Hannes Androsch: „Europa braucht eine neue Erzählung“
„Vereinigte Staaten“ seien nötig – für eine gemeinsame Sicherheits-, Asyl- und Finanzpolitik in der EU, befindet der Industrielle und Ex-Minister Androsch.
Von Michael Sprenger
Wien — Im Rückblick betrachtet ist die EU ob ihrer Freiheits- und Friedensidee für den früheren Vizekanzler und SPÖ-Finanzminister eine „Erfolgsgeschichte". Hannes Androsch geht es nicht um die Vergangenheit. Das Wissen darum sei aber wichtig, denn: Wer diese kenne, könne auch die Zukunft gestalten. „Europa wird von innen und von außen bedroht. Ängste werden bewusst geschürt, die Biedermeierlaube aufgesucht, der Kleinstaaterei wird das Wort geredet, um das alte nationalstaatliche Denken herbeizuwünschen. Doch mit dieser ?Jeder-für-sich-Haltung' wird der Weg des Untergangs ausgeschildert", erklärt Androsch.
Darum habe er knapp zwei Monate vor der Europawahl ein aufrüttelndes Buch über die Zukunft Europas vorgelegt. „Europa braucht eine neue Erzählung, eine Geschichte für die Zukunft unserer Enkel", sagt der erfolgreiche Unternehmer im Gespräch mit der Tiroler Tageszeitung. Für Androsch sind die „Vereinigten Staaten von Europa" nötig. Was versteht er darunter? „Die Schaffung einer Transferunion, um die Ungleichheit zwischen den Regionen abzubauen, es braucht eine gemeinsame Sicherheits- und Außenpolitik, eine gemeinsame Asyl- und Finanzpolitik." Nur so könne der Aufstieg der Rechten, die Europa zerstören wollten, verhindert werden.

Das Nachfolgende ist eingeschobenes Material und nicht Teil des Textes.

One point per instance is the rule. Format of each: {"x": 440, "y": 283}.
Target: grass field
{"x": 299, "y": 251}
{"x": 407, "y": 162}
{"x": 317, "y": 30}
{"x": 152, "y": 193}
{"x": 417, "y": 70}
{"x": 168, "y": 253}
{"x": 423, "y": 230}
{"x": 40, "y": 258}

Wie sieht er die rechtsnationale Bundesregierung, die von sich sagt, eine „proeuropäische" zu sein? „Was soll denn hier proeuropäisch sein? Ein Teil dieser Regierung hat keine europäische Linie, der andere Teil verfolgt keine europäische Linie. Exemplarisch festzumachen ist dies an der Verlogenheit im Umgang mit Ungarns Orbán. Wolfgang Schüssel, ein Anhänger und Freund von Orbán, in dieser Causa als Weisen einzusetzen, ist eine Verhöhnung."
Und wie bewertet Androsch die EU-Politik der Sozialdemokratie? „So wie Europa braucht auch die Sozialdemokratie eine neue Erzählung. Sie ist noch im Industriezeitalter steckengeblieben."
Buchtipp
Mit Johannes Gadner und Bettina Poller legt Hannes Androsch ein spannendes Buch (28 Euro) über die Zukunft der EU vor. Auf 335 Seiten wird dabei auch die Vergangenheit ausgeleuchtet, damit klar wird, was auf dem Spiel steht.